Budget analysts warn of long-range deficit
By Alan Fram The Associated Press WASHINGTON — The government's three chief benefit programs are so huge and growing so rapidly that today's spending policies probably will be unsustainable in coming decades without raising taxes to historic highs, the Congressional Budget Office said yesterday. In a look at the next 50 years, Congress' nonpartisan fiscal analyst also concluded that the problem is so immense that economic growth alone will not solve it.
The three big programs — Social Security, Medicare and Medicaid — are expected to undergo dramatic increases as the aging, 76 million baby-boom generation begins relying on them at the end of this decade. Expenditures also are being driven higher by ballooning health-care costs.
Social Security is so large — and Medicare and Medicaid expanding so rapidly — that limiting the growth of defense, education and other spending would not be enough for sound budget policy, the report said.
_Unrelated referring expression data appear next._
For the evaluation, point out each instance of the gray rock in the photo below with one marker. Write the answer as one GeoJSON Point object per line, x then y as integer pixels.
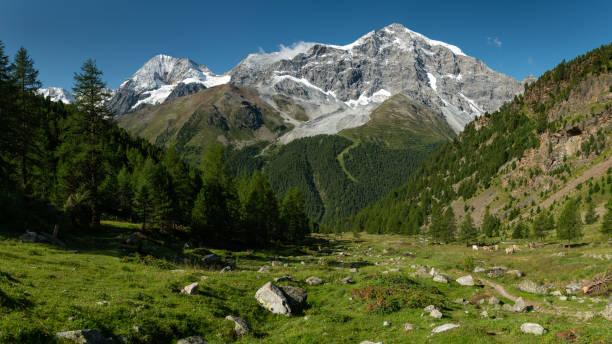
{"type": "Point", "coordinates": [270, 297]}
{"type": "Point", "coordinates": [573, 287]}
{"type": "Point", "coordinates": [607, 312]}
{"type": "Point", "coordinates": [440, 279]}
{"type": "Point", "coordinates": [284, 278]}
{"type": "Point", "coordinates": [515, 273]}
{"type": "Point", "coordinates": [313, 280]}
{"type": "Point", "coordinates": [241, 327]}
{"type": "Point", "coordinates": [533, 328]}
{"type": "Point", "coordinates": [493, 301]}
{"type": "Point", "coordinates": [296, 297]}
{"type": "Point", "coordinates": [531, 287]}
{"type": "Point", "coordinates": [191, 289]}
{"type": "Point", "coordinates": [192, 340]}
{"type": "Point", "coordinates": [521, 306]}
{"type": "Point", "coordinates": [466, 280]}
{"type": "Point", "coordinates": [496, 271]}
{"type": "Point", "coordinates": [84, 337]}
{"type": "Point", "coordinates": [435, 314]}
{"type": "Point", "coordinates": [445, 327]}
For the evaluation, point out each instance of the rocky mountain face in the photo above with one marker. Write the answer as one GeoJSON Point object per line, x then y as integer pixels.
{"type": "Point", "coordinates": [162, 77]}
{"type": "Point", "coordinates": [338, 86]}
{"type": "Point", "coordinates": [227, 114]}
{"type": "Point", "coordinates": [57, 94]}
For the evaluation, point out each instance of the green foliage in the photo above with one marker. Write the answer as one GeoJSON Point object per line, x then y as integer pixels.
{"type": "Point", "coordinates": [569, 224]}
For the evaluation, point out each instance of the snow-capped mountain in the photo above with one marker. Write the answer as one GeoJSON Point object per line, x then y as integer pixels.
{"type": "Point", "coordinates": [338, 86]}
{"type": "Point", "coordinates": [57, 94]}
{"type": "Point", "coordinates": [161, 78]}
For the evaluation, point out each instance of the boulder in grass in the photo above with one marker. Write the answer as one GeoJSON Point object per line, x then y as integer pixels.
{"type": "Point", "coordinates": [192, 340]}
{"type": "Point", "coordinates": [313, 280]}
{"type": "Point", "coordinates": [191, 289]}
{"type": "Point", "coordinates": [84, 337]}
{"type": "Point", "coordinates": [443, 328]}
{"type": "Point", "coordinates": [466, 280]}
{"type": "Point", "coordinates": [533, 328]}
{"type": "Point", "coordinates": [241, 327]}
{"type": "Point", "coordinates": [272, 298]}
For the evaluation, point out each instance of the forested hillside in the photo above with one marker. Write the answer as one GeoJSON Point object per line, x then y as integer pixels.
{"type": "Point", "coordinates": [70, 166]}
{"type": "Point", "coordinates": [532, 156]}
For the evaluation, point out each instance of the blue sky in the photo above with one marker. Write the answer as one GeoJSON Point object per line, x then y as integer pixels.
{"type": "Point", "coordinates": [517, 38]}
"Substantial reductions in the projected growth of spending or a sizable increase in taxes as a share of the economy — or both — will probably be necessary to provide a significant likelihood of fiscal stability in the coming decades," the budget office said in a report.
The 60-page report compared current and future spending and revenues to the size of the U.S. economy, now about $11 trillion. Economists consider the percentage that results a useful way to measure the federal budget over time, because it illustrates how affordable particular programs or policies might be.
The budget office offered six hypothetical scenarios for restraining spending and raising taxes through 2050.
But even scenarios that let trillions of dollars in tax cuts enacted under President Bush expire would mean that "fiscal stability is not assured."
For example, if revenues were allowed to increase from their current 16.2 percent of the economy to their historic 18.4 percent average, and if spending for all programs but Social Security, Medicare and Medicaid were chopped to less than half their current 9.6 percent of the economy, spending on those three benefit programs would have to grow by no more than 0.5 percent annually over inflation "to prevent an indefinite spiraling of federal debt."
The report also warned that if policy makers decided to let the accumulated federal debt continue to grow, it would have "a corrosive and potentially contractionary effect on the economy."
"The bottom line is deficits do matter, and we need to address them," said Rich Meade, Republican staff director of the House Budget Committee.
Said Thomas Kahn, his Democratic counterpart: "The worst thing we could do is approve the Republican agenda, because its extra $1 trillion in new tax cuts would make the long-term budget problem even worse."